Alcohol industry seeks to lock in pandemic gains
Brewers, distillers and restaurants across the country are pushing legislators to make permanent some of the emergency provisions states enacted as coronavirus lockdowns took effect last year, a catalytic event that did more to liberalize alcohol regulations than anything since the end of Prohibition.
As mayors and governors put their constituents under stay-at-home orders last year, most elected officials decided to include the alcohol industry on their lists of essential businesses. Many rolled back century-old rules that banned certain types of sales of alcohol, from home delivery to takeout.
Thirty-three states and the District of Columbia now allow to-go sales of alcoholic beverages at restaurants and bars. Before the pandemic, no state allowed to-go sales.

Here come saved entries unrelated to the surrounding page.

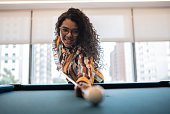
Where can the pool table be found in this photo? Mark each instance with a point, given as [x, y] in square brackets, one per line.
[119, 98]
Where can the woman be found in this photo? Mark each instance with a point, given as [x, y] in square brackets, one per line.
[76, 49]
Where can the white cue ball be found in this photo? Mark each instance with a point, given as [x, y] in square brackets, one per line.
[94, 94]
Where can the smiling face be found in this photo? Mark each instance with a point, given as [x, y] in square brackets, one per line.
[69, 32]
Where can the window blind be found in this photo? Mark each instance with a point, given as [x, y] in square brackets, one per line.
[15, 27]
[151, 24]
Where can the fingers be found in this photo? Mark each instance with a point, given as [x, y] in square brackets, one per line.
[79, 89]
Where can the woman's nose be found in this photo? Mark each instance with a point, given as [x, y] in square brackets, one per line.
[69, 34]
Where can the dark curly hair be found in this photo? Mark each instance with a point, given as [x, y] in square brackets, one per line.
[88, 38]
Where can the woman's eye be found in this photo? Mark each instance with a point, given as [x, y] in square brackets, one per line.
[65, 30]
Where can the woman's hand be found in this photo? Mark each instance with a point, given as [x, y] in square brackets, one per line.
[78, 89]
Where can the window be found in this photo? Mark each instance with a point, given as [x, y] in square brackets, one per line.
[6, 54]
[155, 58]
[18, 72]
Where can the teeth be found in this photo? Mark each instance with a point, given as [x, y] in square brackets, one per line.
[68, 40]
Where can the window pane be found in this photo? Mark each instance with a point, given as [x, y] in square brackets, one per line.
[118, 62]
[43, 68]
[14, 69]
[153, 61]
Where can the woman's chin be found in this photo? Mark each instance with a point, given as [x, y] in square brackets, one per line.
[67, 45]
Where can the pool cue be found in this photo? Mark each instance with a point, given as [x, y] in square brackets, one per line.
[92, 94]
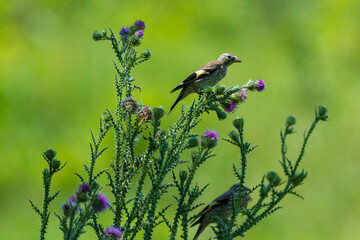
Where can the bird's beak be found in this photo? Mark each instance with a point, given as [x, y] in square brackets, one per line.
[237, 60]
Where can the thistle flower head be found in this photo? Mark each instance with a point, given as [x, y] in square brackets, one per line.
[84, 188]
[124, 31]
[139, 33]
[243, 93]
[229, 106]
[112, 233]
[139, 24]
[260, 85]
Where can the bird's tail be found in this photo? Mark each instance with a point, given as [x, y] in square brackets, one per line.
[177, 88]
[180, 97]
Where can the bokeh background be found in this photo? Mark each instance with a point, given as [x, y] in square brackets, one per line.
[55, 82]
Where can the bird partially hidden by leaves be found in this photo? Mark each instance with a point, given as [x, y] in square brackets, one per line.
[220, 207]
[207, 76]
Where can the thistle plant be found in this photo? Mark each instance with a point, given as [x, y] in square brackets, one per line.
[139, 181]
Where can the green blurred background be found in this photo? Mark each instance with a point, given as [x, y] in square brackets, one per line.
[55, 81]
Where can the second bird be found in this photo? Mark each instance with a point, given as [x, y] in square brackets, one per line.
[207, 76]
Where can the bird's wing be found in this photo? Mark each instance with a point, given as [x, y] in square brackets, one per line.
[217, 202]
[204, 71]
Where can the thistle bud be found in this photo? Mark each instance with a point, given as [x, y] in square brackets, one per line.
[209, 140]
[219, 89]
[145, 114]
[273, 178]
[146, 54]
[321, 113]
[130, 105]
[251, 85]
[265, 189]
[56, 164]
[298, 178]
[182, 175]
[239, 123]
[159, 112]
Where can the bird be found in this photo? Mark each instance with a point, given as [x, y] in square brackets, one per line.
[220, 207]
[207, 76]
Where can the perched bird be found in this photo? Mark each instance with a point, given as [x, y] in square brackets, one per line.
[220, 207]
[208, 75]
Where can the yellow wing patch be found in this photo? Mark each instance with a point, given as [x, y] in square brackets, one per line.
[200, 73]
[211, 206]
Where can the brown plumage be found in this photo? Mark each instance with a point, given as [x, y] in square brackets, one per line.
[220, 207]
[208, 75]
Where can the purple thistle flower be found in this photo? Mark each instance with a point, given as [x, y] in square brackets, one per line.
[125, 31]
[113, 233]
[72, 200]
[139, 33]
[229, 108]
[260, 85]
[84, 188]
[140, 24]
[212, 134]
[101, 203]
[243, 93]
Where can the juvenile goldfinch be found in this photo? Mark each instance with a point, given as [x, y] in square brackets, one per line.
[208, 75]
[220, 207]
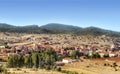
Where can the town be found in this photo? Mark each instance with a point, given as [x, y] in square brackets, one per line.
[70, 48]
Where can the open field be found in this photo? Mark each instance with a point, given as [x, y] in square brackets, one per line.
[92, 67]
[31, 71]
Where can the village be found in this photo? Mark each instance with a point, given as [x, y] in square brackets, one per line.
[62, 44]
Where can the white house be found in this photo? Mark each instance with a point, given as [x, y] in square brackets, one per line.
[67, 60]
[2, 47]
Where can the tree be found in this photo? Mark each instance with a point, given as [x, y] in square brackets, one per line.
[75, 54]
[35, 60]
[28, 62]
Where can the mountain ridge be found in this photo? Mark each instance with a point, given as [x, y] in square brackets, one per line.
[56, 28]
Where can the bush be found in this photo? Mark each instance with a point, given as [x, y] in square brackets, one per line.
[58, 69]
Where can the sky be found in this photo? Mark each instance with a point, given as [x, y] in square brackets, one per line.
[83, 13]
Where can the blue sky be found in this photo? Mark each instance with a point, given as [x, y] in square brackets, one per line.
[84, 13]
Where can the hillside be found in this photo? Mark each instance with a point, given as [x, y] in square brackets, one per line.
[55, 28]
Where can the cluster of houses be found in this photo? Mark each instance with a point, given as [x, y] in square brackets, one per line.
[61, 44]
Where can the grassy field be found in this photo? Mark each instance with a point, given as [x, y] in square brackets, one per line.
[31, 71]
[92, 67]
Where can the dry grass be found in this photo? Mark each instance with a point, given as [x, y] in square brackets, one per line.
[31, 71]
[91, 67]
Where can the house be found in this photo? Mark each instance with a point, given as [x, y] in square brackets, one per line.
[67, 60]
[2, 47]
[112, 54]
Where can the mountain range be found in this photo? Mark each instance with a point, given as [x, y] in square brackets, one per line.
[55, 28]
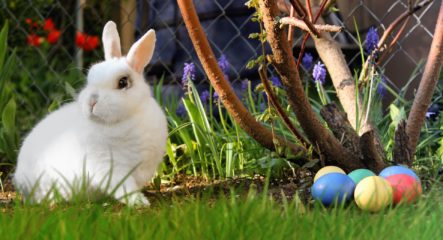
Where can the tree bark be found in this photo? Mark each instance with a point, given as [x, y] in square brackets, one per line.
[427, 85]
[342, 129]
[402, 153]
[332, 56]
[284, 63]
[224, 90]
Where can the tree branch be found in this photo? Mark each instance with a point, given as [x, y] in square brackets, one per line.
[381, 43]
[427, 85]
[284, 63]
[224, 90]
[279, 109]
[301, 11]
[302, 25]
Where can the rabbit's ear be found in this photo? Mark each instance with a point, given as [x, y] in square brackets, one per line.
[111, 41]
[141, 52]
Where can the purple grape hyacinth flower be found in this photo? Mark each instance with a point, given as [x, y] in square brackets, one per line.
[306, 61]
[381, 88]
[319, 73]
[276, 81]
[188, 73]
[215, 96]
[204, 96]
[181, 110]
[372, 39]
[433, 112]
[244, 85]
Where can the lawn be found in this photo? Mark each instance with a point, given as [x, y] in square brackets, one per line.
[214, 216]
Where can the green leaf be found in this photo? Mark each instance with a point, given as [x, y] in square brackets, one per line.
[8, 117]
[3, 44]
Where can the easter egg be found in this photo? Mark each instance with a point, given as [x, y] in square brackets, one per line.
[404, 188]
[359, 174]
[333, 188]
[326, 170]
[373, 194]
[397, 170]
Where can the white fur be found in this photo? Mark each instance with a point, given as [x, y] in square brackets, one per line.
[123, 133]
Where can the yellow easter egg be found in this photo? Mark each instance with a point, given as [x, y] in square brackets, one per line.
[373, 194]
[326, 170]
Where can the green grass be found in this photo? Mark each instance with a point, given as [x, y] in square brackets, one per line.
[225, 218]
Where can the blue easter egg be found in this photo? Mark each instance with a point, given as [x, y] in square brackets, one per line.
[333, 187]
[392, 170]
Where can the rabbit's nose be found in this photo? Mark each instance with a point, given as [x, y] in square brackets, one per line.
[93, 100]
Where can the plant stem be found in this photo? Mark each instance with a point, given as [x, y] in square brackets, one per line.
[225, 92]
[284, 63]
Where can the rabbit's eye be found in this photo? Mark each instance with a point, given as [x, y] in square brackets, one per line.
[123, 83]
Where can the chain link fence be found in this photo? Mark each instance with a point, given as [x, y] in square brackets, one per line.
[227, 24]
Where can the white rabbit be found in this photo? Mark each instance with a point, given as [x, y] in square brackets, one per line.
[114, 134]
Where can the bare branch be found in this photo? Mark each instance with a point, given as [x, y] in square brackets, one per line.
[427, 85]
[285, 65]
[381, 44]
[279, 109]
[226, 94]
[402, 153]
[301, 11]
[302, 25]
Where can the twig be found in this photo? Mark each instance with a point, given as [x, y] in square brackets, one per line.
[402, 153]
[226, 94]
[302, 25]
[427, 85]
[387, 32]
[284, 63]
[307, 35]
[279, 109]
[301, 11]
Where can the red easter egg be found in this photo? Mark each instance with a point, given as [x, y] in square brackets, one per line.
[405, 188]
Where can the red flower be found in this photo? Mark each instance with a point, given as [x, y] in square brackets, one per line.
[49, 25]
[34, 40]
[86, 42]
[53, 36]
[91, 43]
[79, 39]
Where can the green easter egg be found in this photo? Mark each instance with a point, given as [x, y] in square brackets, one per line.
[359, 174]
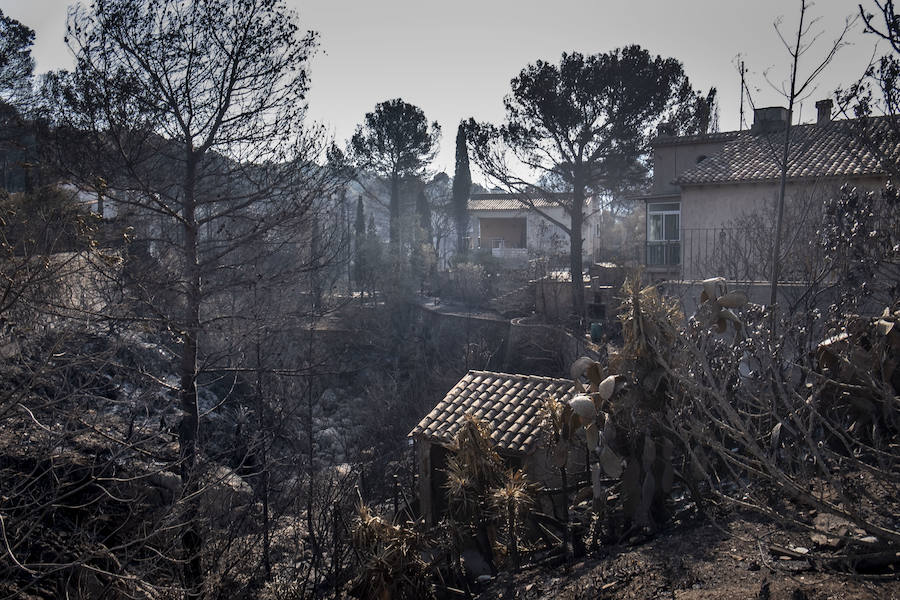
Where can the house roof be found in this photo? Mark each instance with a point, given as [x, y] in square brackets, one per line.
[831, 150]
[700, 138]
[508, 404]
[495, 201]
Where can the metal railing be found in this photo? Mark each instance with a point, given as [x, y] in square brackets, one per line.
[735, 253]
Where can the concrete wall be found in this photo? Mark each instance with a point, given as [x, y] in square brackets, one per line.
[542, 236]
[731, 224]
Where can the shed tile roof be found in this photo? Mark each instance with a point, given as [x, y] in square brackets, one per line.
[817, 151]
[508, 404]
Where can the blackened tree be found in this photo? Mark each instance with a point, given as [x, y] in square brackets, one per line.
[462, 187]
[396, 142]
[579, 127]
[196, 108]
[16, 64]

The new rules amounted to a two-tiered bet, experts and industry insiders said: Allowing more sales of alcohol could help save the bars and restaurants put most at risk by the economic calamity of lockdowns, while restricting access to alcohol would prove disastrously unpopular at a stressful moment of crisis.
“Alcohol laws have changed more dramatically in the last year than they have at any point since 1933,” said Ethan Davis, a former deputy assistant U.S. attorney general who wrote on the history of alcohol regulations at Yale Law School. “When you’re in a situation of total crisis where people are really suffering, like they were back in the 1930s during the Depression and now during the pandemic, people want easy access to alcohol in those situations, not difficult access.”
Alcohol industry lobbyists moved quickly to get their establishments included on the list of essential workers. Those lobbyists started in New York, where the state liquor authority ruled that Gov. Andrew Cuomo’s (D) decision to list bar and restaurant workers as essential extended to breweries, distilleries and wineries.
“We were able to take that example and go state by state, and talk with governors and regulators in control states,” said David Wojnar, who heads state public policy at the Distilled Spirits Council. “What’s happened in the pandemic when things are locked down is that the consumer experience shifted to the home.”
For restaurants, the new rules were an essential balm at a critical time. Alcohol sales make up a substantial portion of a dining establishment’s bottom line. A survey by the National Restaurant Association estimated that restaurants allowed to sell alcohol to go hired back an average of one to two more employees than those that were not.
“Alcohol sales in general, whether it be cocktail or wine sales, depending on the concept are probably 40 to 50 percent of your regular dining revenue,” said Kelly Clancy, a partner at the Chicago-based restaurant group Lettuce Entertain You. “We were extremely excited, because we were looking for any sort of creative outlet to generate revenue. This allowed us to have a revenue stream we never had previously.”
But the industry itself has suffered along with the rest of the in-person retail sector. An analysis by the Beer Institute estimated the pandemic caused a nearly $20 billion drop in retail beer sales over the last year.
The new rules shed light on one of the nation’s most strictly — and unevenly — regulated industries. While the 21st Amendment repealed Prohibition in 1933, it left rules governing the industry up to the states.
Today, the relics of Prohibition remain. Each state requires alcoholic beverage producers to follow different rules, and sometimes those rules vary even by county.
Some states allow consumers to order alcohol shipped to their door, while others do not. Most states have liberalized laws allowing distilleries or breweries to operate tasting rooms, a new revenue stream that did not exist in the 1980s.
To this day, there are still dry counties or cities across the South, Appalachia and Pennsylvania.
In Virginia, a customer visiting a distillery is only allowed to consume three ounces of liquor, unless they are in one of the nine counties that prohibit the retail sale of distilled spirits. At the bar down the street, that consumer can order all the shots they like.
“We still have a lot of rules in place preventing access to alcohol in different ways. In some states you can’t get alcohol in grocery stores, or in some states you can’t get alcohol delivered to your door,” said Jarrett Dieterle, a senior fellow at the R Street Institute and author of “Give Me Liberty And Give Me A Drink.” “When you have an exogenous shock like Covid, it makes you rethink a lot of public policy.”
Now, the industry is trying to make permanent the gains that occurred so suddenly. Legislation to codify to-go alcoholic beverages has been introduced in each of the 33 states that temporarily allowed it a year ago, though the progress of those bills has been uneven.
“We’d love to see cocktails to go made permanent throughout the states. We also recognize the legislative process,” Wojnar said. “The more stability that the bars and restaurants have knowing what the rules are will help them with their business models.”
It is unclear whether post-pandemic consumer trends will continue rewarding to-go alcohol sales, or if Americans will return en masse to bars and restaurants. Clancy said she expected some of her company’s new products — virtual cocktail classes and virtual wine tastings have been a hit — will continue.
But in the nine decades since the end of Prohibition, the legal trends have all gone in the same liberalizing direction — albeit far more glacially than the tectonic shift of the last year.
“It’s going to be very hard to put the toothpaste back in the tube. We have become such a consumer economy that expects things to be able to be delivered to us on demand,” Dieterle said. “Consumers just expect that convenience.”